I've seen this method of cooking fish twice in the last month. Firstly, by Daniel Humm of Eleven Madison Park in New York; secondly, by Adam Byatt on Saturday Kitchen. Daniel applies it to Black Bass and Adam to Sea Bass, but the method could be used for any similar, firm, meaty fish. I'm guessing flatfish wouldn't be that suitable and, for me, salmon and trout are better confited. Many vegetables, such as potatoes, beetroot, and celeriac are salt-baked, with equally delicious results.
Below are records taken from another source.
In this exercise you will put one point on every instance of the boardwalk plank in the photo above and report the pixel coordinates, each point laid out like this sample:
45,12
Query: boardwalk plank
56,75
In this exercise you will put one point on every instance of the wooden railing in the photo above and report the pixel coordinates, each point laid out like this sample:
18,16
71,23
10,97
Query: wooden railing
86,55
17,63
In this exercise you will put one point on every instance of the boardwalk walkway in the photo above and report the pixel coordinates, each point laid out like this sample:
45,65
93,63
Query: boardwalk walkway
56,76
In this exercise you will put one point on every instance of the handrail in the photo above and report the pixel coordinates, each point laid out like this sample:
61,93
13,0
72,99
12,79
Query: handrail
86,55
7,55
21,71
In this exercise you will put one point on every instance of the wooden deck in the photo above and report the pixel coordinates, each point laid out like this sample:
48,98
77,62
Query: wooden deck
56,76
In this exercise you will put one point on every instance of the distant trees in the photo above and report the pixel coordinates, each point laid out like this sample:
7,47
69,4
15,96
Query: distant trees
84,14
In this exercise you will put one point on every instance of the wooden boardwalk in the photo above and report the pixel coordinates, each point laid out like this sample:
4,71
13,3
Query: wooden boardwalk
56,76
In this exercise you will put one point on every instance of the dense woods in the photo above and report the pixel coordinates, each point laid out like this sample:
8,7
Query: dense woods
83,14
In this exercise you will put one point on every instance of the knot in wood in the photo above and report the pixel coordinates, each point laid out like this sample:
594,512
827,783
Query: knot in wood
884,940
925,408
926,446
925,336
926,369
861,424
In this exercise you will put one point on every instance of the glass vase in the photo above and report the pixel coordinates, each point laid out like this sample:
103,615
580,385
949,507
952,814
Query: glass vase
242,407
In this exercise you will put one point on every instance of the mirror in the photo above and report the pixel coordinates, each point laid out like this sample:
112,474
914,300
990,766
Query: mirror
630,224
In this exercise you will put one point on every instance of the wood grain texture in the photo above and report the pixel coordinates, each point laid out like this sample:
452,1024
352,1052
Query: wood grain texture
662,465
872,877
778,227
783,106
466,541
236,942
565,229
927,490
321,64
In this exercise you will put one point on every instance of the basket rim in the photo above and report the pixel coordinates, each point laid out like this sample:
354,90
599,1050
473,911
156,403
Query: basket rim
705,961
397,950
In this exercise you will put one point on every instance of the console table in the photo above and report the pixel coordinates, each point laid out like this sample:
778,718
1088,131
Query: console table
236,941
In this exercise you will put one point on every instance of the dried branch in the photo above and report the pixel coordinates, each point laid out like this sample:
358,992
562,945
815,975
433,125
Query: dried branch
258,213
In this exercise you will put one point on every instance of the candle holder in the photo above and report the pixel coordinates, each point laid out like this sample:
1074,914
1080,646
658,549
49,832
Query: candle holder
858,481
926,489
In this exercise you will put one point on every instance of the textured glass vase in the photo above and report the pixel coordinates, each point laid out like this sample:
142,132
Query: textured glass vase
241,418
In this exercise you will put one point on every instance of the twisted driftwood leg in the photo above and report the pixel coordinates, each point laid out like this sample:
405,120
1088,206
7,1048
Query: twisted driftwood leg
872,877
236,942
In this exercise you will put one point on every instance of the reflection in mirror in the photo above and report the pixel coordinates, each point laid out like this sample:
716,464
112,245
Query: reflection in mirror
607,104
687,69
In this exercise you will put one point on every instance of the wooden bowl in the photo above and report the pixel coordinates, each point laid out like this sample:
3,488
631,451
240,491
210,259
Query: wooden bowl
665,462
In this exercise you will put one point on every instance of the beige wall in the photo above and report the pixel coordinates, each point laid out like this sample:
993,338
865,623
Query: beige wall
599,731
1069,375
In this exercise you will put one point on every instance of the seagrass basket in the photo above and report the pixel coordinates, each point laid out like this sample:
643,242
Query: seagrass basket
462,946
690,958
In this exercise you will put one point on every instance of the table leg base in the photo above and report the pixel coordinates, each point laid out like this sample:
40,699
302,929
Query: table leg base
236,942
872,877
The sea bass in this recipe is coated in a mixture of egg whites and salt to protect it from the heat, making it less easy to overcook the flesh. Daniel wraps the fish in crepes before applying the egg/salt mix so that the salt does not fall onto the fish when cutting off the crust. In my experience this isn't essential, since the skin, which is removed after cooking, will catch any falling salt.
So, to start, mix roughly 500g of salt (regular table variety) with enough egg white to give the consistency of wet sand (that is to say, make it spreadable but not runny). It might seem like a lot of salt, but it only costs 30p for a tub and, have no fear, the salt is not going to penetrate the fish.
Then, get your gutted, de-scaled an de-finned fish, and stuff the belly cavity with thyme, lemon, dill, or whatever you fancy. Spread a little of the mixture on a non-stick tray or silicone baking mat, sit the fish on top, then coat with the mixture using a spatula/palette knife (see below). You can make decorations in the salt crust a la Daniel Humm, but it's obviously extra work and not necessary.
Place the bass in an oven at 220 degrees Celsius for 15 minutes per kilogram. My fish weighed about 800g so that's 12 minutes. Remove from the oven and check the temperature. I use a digital thermometer to test doneness - for, me between 45 and 50 degrees Celsius is optimum. The more you go above 50 degrees the flakier and drier the fish will become.